Des Hazel

Personal information
- Full name: Desmond St. Lloyd Hazel
- Date of birth: 15 July 1967 (age 59)
- Place of birth: Bradford, England
- Height: 5 ft 10 in (1.78 m)
- Position: Left winger

Team information
- Current team: Keighley Town (manager)

Youth career
- Sheffield Wednesday

Senior career*
- Years: Team / Apps / (Gls)
- 1986–1988: Sheffield Wednesday / 6 / (0)
- 1986: → Grimsby Town (loan) / 9 / (2)
- 1988–1995: Rotherham United / 238 / (30)
- 1995–1996: Chesterfield / 21 / (0)
- 1996–1998: Joondalup City / ? / (?)
- 1998–2000: Guiseley / ? / (?)
- Total:  / 274 / (32)

International career
- 2000: Saint Kitts and Nevis / 4 / (0)

Managerial career
- 2026–: Keighley Town

= Des Hazel =

Saint Kitts and Nevis footballer (born 1967)
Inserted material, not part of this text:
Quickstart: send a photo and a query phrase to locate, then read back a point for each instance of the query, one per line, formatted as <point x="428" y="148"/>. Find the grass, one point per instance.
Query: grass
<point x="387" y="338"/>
Desmond St. Lloyd Hazel (born 15 July 1967) is a football coach and former player who played at both professional and international levels as a left winger. He has been manager of non-league Keighley Town since May 2026.

==Playing career==
===Club career===
Born in Bradford, Hazel played with the youth team of Sheffield Wednesday and made his senior debut for them in October 1986.

Hazel made a total of 274 appearances in the Football League for Sheffield Wednesday, Grimsby Town, Rotherham United and Chesterfield.

He later played in Australia for Joondalup City, and also went on trial with Perth Glory in August 1997.

After having issues with his visa, Hazel returned to England to play non-League football for Guiseley.

===International career===
Hazel represented Saint Kitts and Nevis at international football. He received his first call-up in March 1998, alongside a number of fellow English-born players - Andy Watson, Kevin Francis and Bobby Bowry. Hazel made his international debut in 2000, and earned four caps that year.

==Coaching career==
Hazel worked as the Head of Youth Development at FC Halifax Town. He was previously the head coach of the Halifax Town School of Excellence, before becoming their youth team coach in July 2006.

Hazel has also coached at Manchester City, Bradford City and Leeds United.

He later worked for Bradford (Park Avenue) as an academy coach from October 2019, leaving that role in May 2020.

He was appointed as manager of Keighley Town in May 2026.

==Personal life==
His son Jacob Hazel is a footballer who also played at professional level for Chesterfield.